How to think in ten thousand dimensions
Rich Pang
2026-01-05
Many neuroscience and AI models operate in high-dimensional (HD) spaces, for instance with each dimension corresponding to the activation of a neuron. HD vectors have many interesting and useful properties that can appear rather counterintuitive.
In HD, for example, one can encode a set by summing or averaging its elements together. In low dimensions averaging throws away a lot of information: if one replaced the set \(\{3, 10, 2\}\) with its average, 5, it would be hard to decode or recover the original three elements from the number 5. In HD spaces such averaging can in fact preserve the original elements, which may seem surprising.
Below are two tricks to help make HD vectors more intuitive and predictable to think about. They are in fact quite related and meant to reflect dense and sparse, or "L2" and "L1" settings, which are important in both neuroscience and AI.
Imagine high-dimensional vectors as images
That sets can be represented as averages of their high-dimensional (HD) vector representations, or codewords, can be either derived mathematically or understood intuitively by thinking of the codewords as images.
Mathematically, random HD vectors are almost orthogonal with very high probability:
\[\mathbf{r}_1 \cdot \mathbf{r}_2 \approx 0\]
when the individual elements of \(\mathbf{r}_1\) and \(\mathbf{r}_2\) are i.i.d. This can be shown with a bit of algebra. It can also be shown that it is possible to sample an exponentially large number \(\exp(cN)\) of such codewords, where \(N\) is the dimensionality of \(\mathbf{r}_i\), although the proof is more complex. This is quite qualitatively different from the number of exactly orthogonal codewords, which is just \(N\). There are many more than \(N\) HD codewords if near-orthogonality suits one's purposes.
Construct a set of codewords in this way, \(\mathbf{r}_1 \dots \mathbf{r}_K\), corresponding to some set of items \(1\) through \(K\), and with the codewords normalized such that \(\mathbf{r}_i \cdot \mathbf{r}_i \approx 1\). Pick items \(k, l, m\) and average their codewords:
\[\mathbf{r}_{avg} = \frac{1}{3}\left(\mathbf{r}_k + \mathbf{r}_l + \mathbf{r}_m \right).\] To verify that this quantity stores the set \(\{k, l, m\}\) we check codeword \(\mathbf{r}_{k'}\) for \(k' \in \{k, l, m\}\) and \(k' \notin \{k, l, m\}\). We perform the check by taking the dot product \(\mathbf{r}_{k'} \cdot \mathbf{r}_{avg}\).

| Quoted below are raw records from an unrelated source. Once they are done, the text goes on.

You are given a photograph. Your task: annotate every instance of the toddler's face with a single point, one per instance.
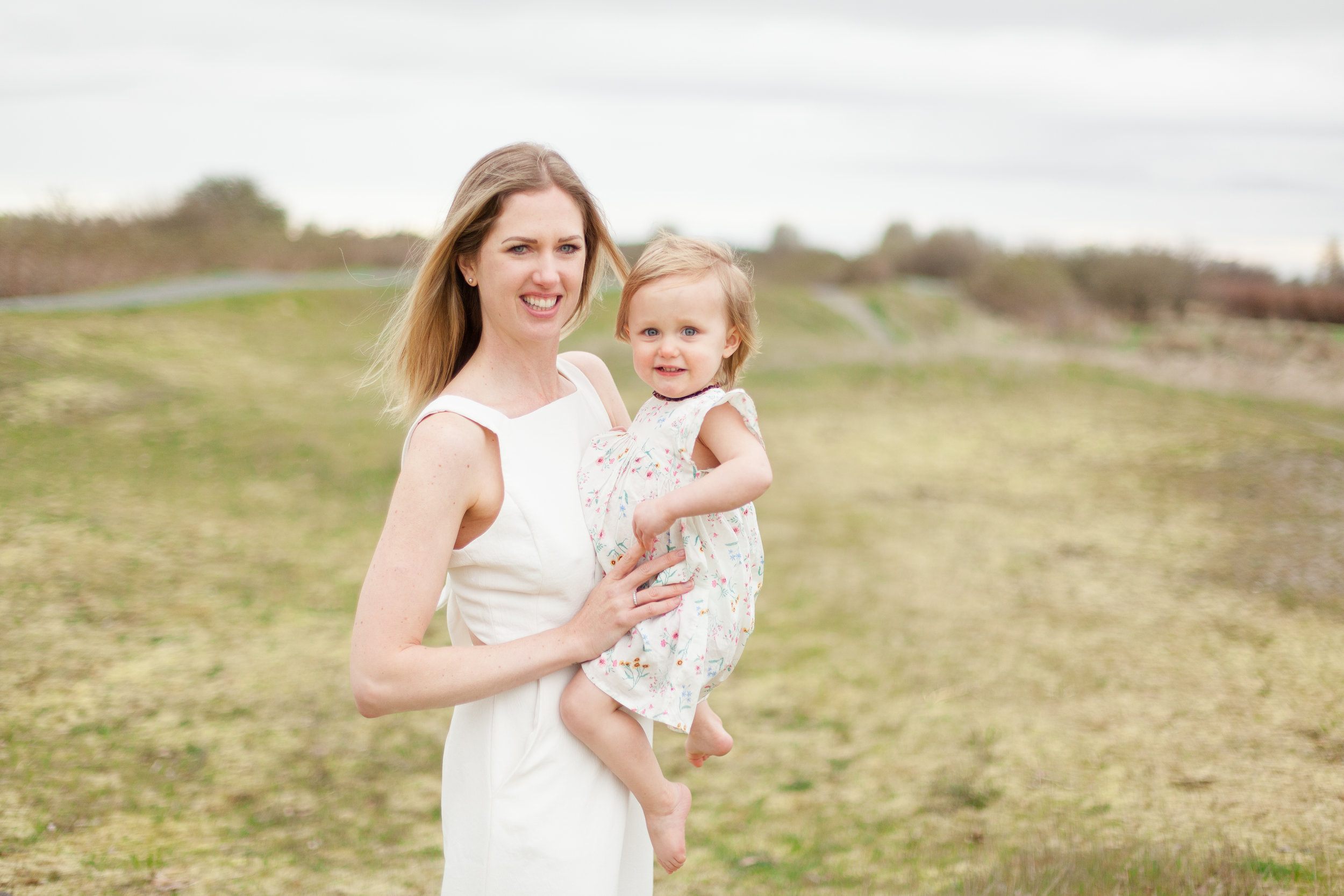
(679, 331)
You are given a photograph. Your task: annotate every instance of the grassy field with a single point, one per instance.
(1027, 628)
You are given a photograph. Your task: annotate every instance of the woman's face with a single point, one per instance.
(530, 269)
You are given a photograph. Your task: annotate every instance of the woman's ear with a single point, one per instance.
(468, 268)
(733, 342)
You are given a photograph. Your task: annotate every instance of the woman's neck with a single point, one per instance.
(514, 377)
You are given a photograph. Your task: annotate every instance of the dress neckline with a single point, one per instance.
(535, 410)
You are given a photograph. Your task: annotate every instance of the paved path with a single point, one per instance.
(853, 308)
(192, 289)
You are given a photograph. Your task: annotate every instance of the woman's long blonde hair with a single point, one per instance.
(436, 328)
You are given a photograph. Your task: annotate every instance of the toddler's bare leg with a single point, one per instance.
(621, 744)
(707, 736)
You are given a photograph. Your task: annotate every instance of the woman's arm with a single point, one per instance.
(595, 369)
(742, 476)
(391, 671)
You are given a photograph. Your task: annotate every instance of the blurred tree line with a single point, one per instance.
(221, 224)
(1065, 289)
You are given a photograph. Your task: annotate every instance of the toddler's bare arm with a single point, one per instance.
(742, 476)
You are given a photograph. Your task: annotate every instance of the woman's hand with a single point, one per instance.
(616, 605)
(651, 520)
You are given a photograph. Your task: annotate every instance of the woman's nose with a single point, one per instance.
(546, 273)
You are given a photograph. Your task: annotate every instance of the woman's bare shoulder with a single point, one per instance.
(595, 369)
(448, 440)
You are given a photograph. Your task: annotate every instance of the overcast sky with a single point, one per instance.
(1211, 125)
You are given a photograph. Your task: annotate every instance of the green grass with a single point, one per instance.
(1025, 629)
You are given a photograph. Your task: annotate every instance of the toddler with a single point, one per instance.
(683, 476)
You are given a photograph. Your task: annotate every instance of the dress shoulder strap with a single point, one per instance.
(587, 389)
(475, 412)
(689, 418)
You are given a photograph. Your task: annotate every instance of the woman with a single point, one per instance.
(488, 499)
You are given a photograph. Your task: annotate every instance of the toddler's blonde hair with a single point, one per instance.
(673, 256)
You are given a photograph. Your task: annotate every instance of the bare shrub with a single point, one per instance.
(1267, 299)
(1033, 286)
(789, 261)
(945, 253)
(1138, 285)
(221, 224)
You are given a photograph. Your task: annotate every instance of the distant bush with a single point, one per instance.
(1033, 286)
(221, 224)
(945, 253)
(1268, 299)
(1138, 285)
(788, 261)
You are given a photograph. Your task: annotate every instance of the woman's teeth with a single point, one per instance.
(542, 303)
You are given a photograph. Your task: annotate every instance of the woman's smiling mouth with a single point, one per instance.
(541, 303)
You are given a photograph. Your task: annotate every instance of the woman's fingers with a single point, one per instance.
(664, 591)
(647, 610)
(651, 569)
(625, 563)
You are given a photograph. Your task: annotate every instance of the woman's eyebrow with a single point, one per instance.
(531, 241)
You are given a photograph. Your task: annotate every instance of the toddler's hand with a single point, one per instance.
(651, 520)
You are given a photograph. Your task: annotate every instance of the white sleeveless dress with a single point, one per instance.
(527, 808)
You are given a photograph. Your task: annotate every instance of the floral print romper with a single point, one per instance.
(666, 665)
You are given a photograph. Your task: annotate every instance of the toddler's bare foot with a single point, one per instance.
(707, 736)
(668, 830)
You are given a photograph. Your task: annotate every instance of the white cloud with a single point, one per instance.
(721, 119)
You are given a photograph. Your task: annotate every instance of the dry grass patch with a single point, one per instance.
(1023, 626)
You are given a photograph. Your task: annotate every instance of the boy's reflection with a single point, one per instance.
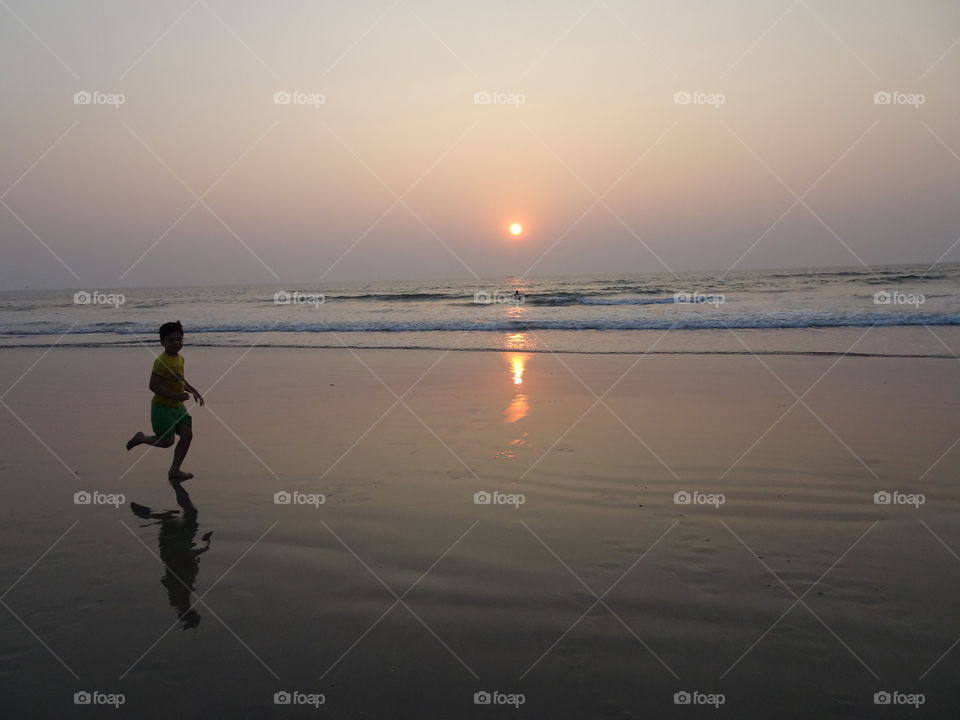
(179, 553)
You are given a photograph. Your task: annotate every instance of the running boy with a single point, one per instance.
(168, 416)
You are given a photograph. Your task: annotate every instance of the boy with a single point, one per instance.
(168, 416)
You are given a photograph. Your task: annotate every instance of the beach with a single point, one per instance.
(577, 535)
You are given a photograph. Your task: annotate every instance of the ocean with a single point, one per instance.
(826, 310)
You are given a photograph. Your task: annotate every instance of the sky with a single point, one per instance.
(235, 142)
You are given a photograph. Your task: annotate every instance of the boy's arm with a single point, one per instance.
(158, 388)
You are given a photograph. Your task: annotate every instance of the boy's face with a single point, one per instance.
(172, 342)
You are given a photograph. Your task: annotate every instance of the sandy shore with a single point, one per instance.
(493, 597)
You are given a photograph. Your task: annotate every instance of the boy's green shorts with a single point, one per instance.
(165, 419)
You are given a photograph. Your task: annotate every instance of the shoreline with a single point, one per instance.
(399, 445)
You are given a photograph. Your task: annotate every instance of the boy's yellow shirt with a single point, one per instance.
(170, 370)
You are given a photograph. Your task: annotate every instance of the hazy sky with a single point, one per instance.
(584, 105)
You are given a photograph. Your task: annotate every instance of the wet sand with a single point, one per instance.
(493, 597)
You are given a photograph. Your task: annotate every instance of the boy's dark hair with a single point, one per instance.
(168, 328)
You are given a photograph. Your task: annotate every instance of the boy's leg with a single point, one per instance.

In the former case, suppose \(k' = k\). Then we have
\[\begin{split} \mathbf{r}_{k} \cdot \mathbf{r}_{avg} & = \frac{1}{3}\left(\mathbf{r}_{k} \cdot \mathbf{r}_k + \mathbf{r}_{k} \cdot \mathbf{r}_l + \mathbf{r}_{k} \cdot \mathbf{r}_m \right) \\ & \approx \frac{1}{3} + 0 + 0 = \frac{1}{3} \\ \end{split}\]
In the latter case:
\[\begin{split} \mathbf{r}_{k'} \cdot \mathbf{r}_{avg} & = \frac{1}{3} \left(\mathbf{r}_{k'} \cdot \mathbf{r}_k + \mathbf{r}_{k'} \cdot \mathbf{r}_l + \mathbf{r}_{k'} \cdot \mathbf{r}_m \right)\\ & \approx 0 + 0 + 0 = 0 \\ \end{split}\] Hence, whether the dot product is different from zero reveals whether any test element is in the subset represented by \(\mathbf{r}_{avg}\), with an accuracy that depends on how many elements are in the set.
While the algebra above is simple and elegant, consider the following image, which is itself the superposition of three famous images. We have decreased each original image's opacity such that each resulting pixel is an average of the corresponding pixels in each image.

The average clearly retains the identities of the original images in some meaningful sense. Images that are not in the superposition have low overlap with it, and images that are in the superposition have high overlap. Curiously, whereas decoding the elements from the image in the algebraic manner described above requires checking each element against \(\mathbf{r}_{avg}\), our brains seem to be able to decode the superimposed images quite quickly.
Think of sparse binary vectors as one-hot vectors in an even higher dimensional space
Sparse binary HD vectors are useful when non-negativity and finite resolution needed, e.g. when mapping codewords to binary memory elements in a computer or neural "spike words". Although such vectors distribute information over multiple elements of the vector (this is one of their benefits, in fact), they can often be intuitied about by imagining them as 1-hot vectors in an even higher dimensional space. In both cases, all elements are positive, different codewords are orthogonal (or nearly orthogonal), and the codewords are sparse, with most elements zero.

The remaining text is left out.